Sie sah zurück. Der Nussknacker in der Ferne hatte sich einen größeren Hammer besorgt und holte damit aus.
»Will will will Süßes!«
Tiffanys Kopf drehte sich wie ein Wetterhahn im Sturm.
Mit gesenktem Kopf lief sie über den Pfad, dazu bereit, mit der Pfanne auf alles einzudreschen, was sich ihr in den Weg stellte. Sie platzte durch ein dichtes Grasbüschel und erreichte einen von Gänseblümchen gesäumten Ort.
Vielleicht gab es hier eine Laube – sie sah nicht nach.

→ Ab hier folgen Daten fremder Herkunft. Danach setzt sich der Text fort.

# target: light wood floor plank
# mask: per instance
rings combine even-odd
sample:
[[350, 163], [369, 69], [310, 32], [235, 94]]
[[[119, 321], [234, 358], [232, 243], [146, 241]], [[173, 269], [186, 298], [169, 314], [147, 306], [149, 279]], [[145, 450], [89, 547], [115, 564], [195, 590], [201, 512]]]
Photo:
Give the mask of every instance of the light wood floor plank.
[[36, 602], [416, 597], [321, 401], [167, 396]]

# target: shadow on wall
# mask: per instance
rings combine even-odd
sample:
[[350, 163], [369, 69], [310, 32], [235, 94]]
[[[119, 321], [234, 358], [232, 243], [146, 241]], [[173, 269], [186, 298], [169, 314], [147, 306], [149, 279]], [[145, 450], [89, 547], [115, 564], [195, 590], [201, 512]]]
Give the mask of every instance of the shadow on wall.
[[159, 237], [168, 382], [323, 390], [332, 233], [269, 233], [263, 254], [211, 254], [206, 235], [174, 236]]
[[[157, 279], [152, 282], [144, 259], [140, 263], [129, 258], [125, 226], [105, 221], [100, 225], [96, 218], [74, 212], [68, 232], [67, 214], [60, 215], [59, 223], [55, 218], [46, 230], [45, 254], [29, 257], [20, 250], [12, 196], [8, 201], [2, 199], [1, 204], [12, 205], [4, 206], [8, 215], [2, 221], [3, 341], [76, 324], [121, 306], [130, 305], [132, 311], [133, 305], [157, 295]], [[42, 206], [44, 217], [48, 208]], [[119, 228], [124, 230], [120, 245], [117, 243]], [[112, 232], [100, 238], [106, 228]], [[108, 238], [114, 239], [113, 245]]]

Willwoll saß auf einem großen, flachen Stein, umgeben
von Süßigkeiten. Viele von ihnen waren größer als er
selbst. Kleinere bildeten Stapel, große lagen wie Baum-stämme da. Und sie leuchteten in allen vorstellbaren
Farben, von Nicht-ganz-Himbeerrot über Falsches-
Zitronengelb, Sonderbar-chemisches-Orange und Eine-Art-Säuregrün bis hin zu Wer-weiß-was-Blau.
Tränen tropften von Willwolls Kinn. Da sie inmitten der Süßigkeiten landeten, wurde es ernsthaft klebrig.
Tiffany erkannte das Problem sofort. Sie hatte so etwas schon einmal gesehen, bei Geburtstagsfeiern. Ihr Bruder litt an tragischem Süßigkeitenentzug. Ja, er war von
Süßigkeiten umgeben, aber sein von Zucker verdorbenes
Gehirn sagte ihm: Wenn er etwas davon nahm, so
bedeutete es, dass er auf den ganzen Rest verzichtete. Und es waren so viele Süßigkeiten, dass er sie nie alle essen konnte. Damit wurde er nicht fertig. Willwoll sah nur einen Ausweg: in Tränen ausbrechen.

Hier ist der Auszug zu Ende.